Wells Fargo is. That’s exactly right. Do you want to be our daughter-in-law, or do you want to be the bank?
At this point, somebody is usually thinking to themselves, “Well Tim, not everybody works for a bank.” Well, let me tell you the truth. The truth is, it would be better for Wells Fargo if that initial money came from somewhere else. From a different bank. Once you start with one bank, most of you will end up doing all of your financings at the same bank. Maybe a couple different ones, but most people are pretty loyal to their bank.
So now the money is coming from somebody else’s bank into Wells Fargo, and now it’s circulating in there. That’s better for them. There’s still one place that would be better, and that’s if that was your bank. Because if that was my bank, would I care about making my credit card payment every month? No, I wouldn’t care at all. But is it going back into my pocket, or does something else get added to it when it comes back?
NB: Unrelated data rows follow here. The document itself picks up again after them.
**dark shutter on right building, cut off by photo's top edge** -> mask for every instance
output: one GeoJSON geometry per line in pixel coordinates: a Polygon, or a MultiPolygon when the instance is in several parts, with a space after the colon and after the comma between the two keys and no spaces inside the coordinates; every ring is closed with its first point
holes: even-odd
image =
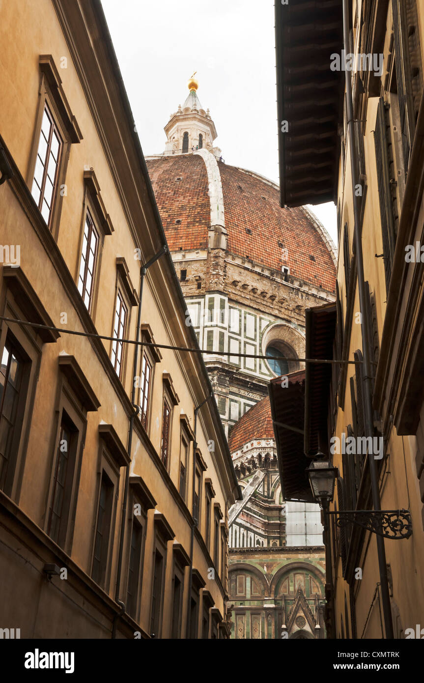
{"type": "Polygon", "coordinates": [[[408,23],[406,20],[405,0],[392,0],[393,35],[395,40],[395,66],[397,96],[401,120],[402,152],[404,169],[408,171],[410,148],[414,139],[414,104],[410,79],[410,59],[408,47],[408,23]]]}

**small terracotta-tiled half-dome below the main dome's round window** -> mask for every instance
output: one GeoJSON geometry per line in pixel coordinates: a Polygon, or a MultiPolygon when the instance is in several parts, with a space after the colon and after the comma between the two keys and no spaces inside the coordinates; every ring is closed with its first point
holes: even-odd
{"type": "Polygon", "coordinates": [[[268,396],[249,408],[231,429],[228,436],[229,452],[234,453],[246,443],[261,438],[275,438],[268,396]]]}

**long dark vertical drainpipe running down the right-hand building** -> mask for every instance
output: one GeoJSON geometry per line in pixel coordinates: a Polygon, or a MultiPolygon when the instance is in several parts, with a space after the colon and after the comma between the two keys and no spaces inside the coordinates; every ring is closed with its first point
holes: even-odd
{"type": "MultiPolygon", "coordinates": [[[[349,0],[343,0],[343,42],[345,54],[350,53],[349,40],[349,0]]],[[[350,79],[350,71],[345,70],[346,81],[346,105],[348,113],[348,130],[349,130],[349,148],[350,148],[350,169],[352,173],[352,196],[354,208],[354,240],[356,247],[356,268],[358,273],[358,294],[359,294],[359,308],[361,310],[361,321],[366,320],[366,305],[365,305],[365,276],[363,263],[363,249],[362,239],[359,232],[360,229],[360,210],[358,197],[355,194],[356,182],[356,164],[355,164],[355,132],[354,132],[354,111],[352,102],[352,81],[350,79]]],[[[368,326],[361,322],[362,333],[362,352],[363,352],[363,397],[365,406],[365,436],[373,436],[373,409],[371,404],[371,359],[369,355],[369,339],[368,326]]],[[[378,486],[378,471],[376,460],[368,456],[369,472],[371,477],[371,492],[373,509],[381,510],[380,504],[380,490],[378,486]]],[[[393,639],[393,622],[391,613],[390,596],[388,591],[387,566],[386,566],[386,550],[384,549],[384,538],[376,534],[378,568],[380,570],[380,584],[382,593],[382,606],[384,615],[384,630],[386,639],[393,639]]]]}

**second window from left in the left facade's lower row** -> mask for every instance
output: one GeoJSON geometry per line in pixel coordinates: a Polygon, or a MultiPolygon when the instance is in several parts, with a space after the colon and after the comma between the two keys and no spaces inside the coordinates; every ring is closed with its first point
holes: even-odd
{"type": "Polygon", "coordinates": [[[76,426],[63,410],[47,527],[48,535],[60,546],[66,541],[78,436],[76,426]]]}

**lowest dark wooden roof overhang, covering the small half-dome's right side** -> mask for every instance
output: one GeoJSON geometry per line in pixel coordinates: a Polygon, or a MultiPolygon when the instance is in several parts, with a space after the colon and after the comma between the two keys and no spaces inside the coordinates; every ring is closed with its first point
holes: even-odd
{"type": "Polygon", "coordinates": [[[292,372],[287,378],[287,387],[281,385],[281,377],[271,380],[268,385],[281,490],[285,501],[313,503],[305,473],[309,460],[303,451],[305,370],[292,372]]]}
Interest. When the bank loans me money, they don’t just get their money back. They get their money back plus some interest on top of it. That’s what they’re in business for. So if the bank gives you 1% interest on your savings deposit, but then they take your money, and they loan it to me at 4%. What percent profit is that for the bank?
They’re giving you one, and I’m paying four. It’s actually three. Three points of difference. So you’re saying it’s either three, four or 5%, somewhere in that range. Yeah, that’s the most common answer. 3%, the difference between the one and four is the most common answer. But that’s just percentages. That doesn’t take into account the fact that that’s actually a 300% profit to them. It’s three points of separation, but it’s 300% profit. Banks are allowed to do this multiple times with money. See, if you give the bank $100, they owe you $100. Because you’re parking it there, they now have a liability on their books. They owe you $100 because that’s your money.
But the bank is allowed to keep 10 of that dollars. Then they’re allowed to loan out $90. So they’re allowed to loan out nine times more than they have, just on that one transaction. Remember, they still owe you $100. So they’ve created money completely out of thin air. That money does not exist. To prove that, go to your bank on Monday and say “I would like to withdraw $10,000.” They will tell you to make an appointment and come back later. They won’t have your $10,000 because they don’t have that much cash there. Most banks don’t have a huge vault with tons of cash stacked in the back of the building. So that’s why they make you set an appointment so that they have time to get the money.
Remember, we said in your case it was 300% profit on one of those transactions. But what if they were doing nine or 10 transactions with that same dollar? That would be maybe a 3000% profit on a one to four ratio. Well, with a credit card it could be one to 29% ratio, it could one to 14%. On a house it could be one to six, or a business loan one to six to eight. You get the idea, that these percentages are big. The gross potential profits on these could be as high as 3,500 to 7,000%, depending on the types of loans. Less all the expenses and stuff, they’re making a lot of money.
This is why you find really nice banks on every corner of every town everywhere. And not just one. I mean, look at Denver. We travel a lot around the country and we were recently out in the middle of nowhere in Kansas. Little tiny farm and ranch town, and there were like four banks in the center of that town. I can’t imagine anybody ever even goes in there. There’s just not that many people. But there’s that much money involved in the banking industry.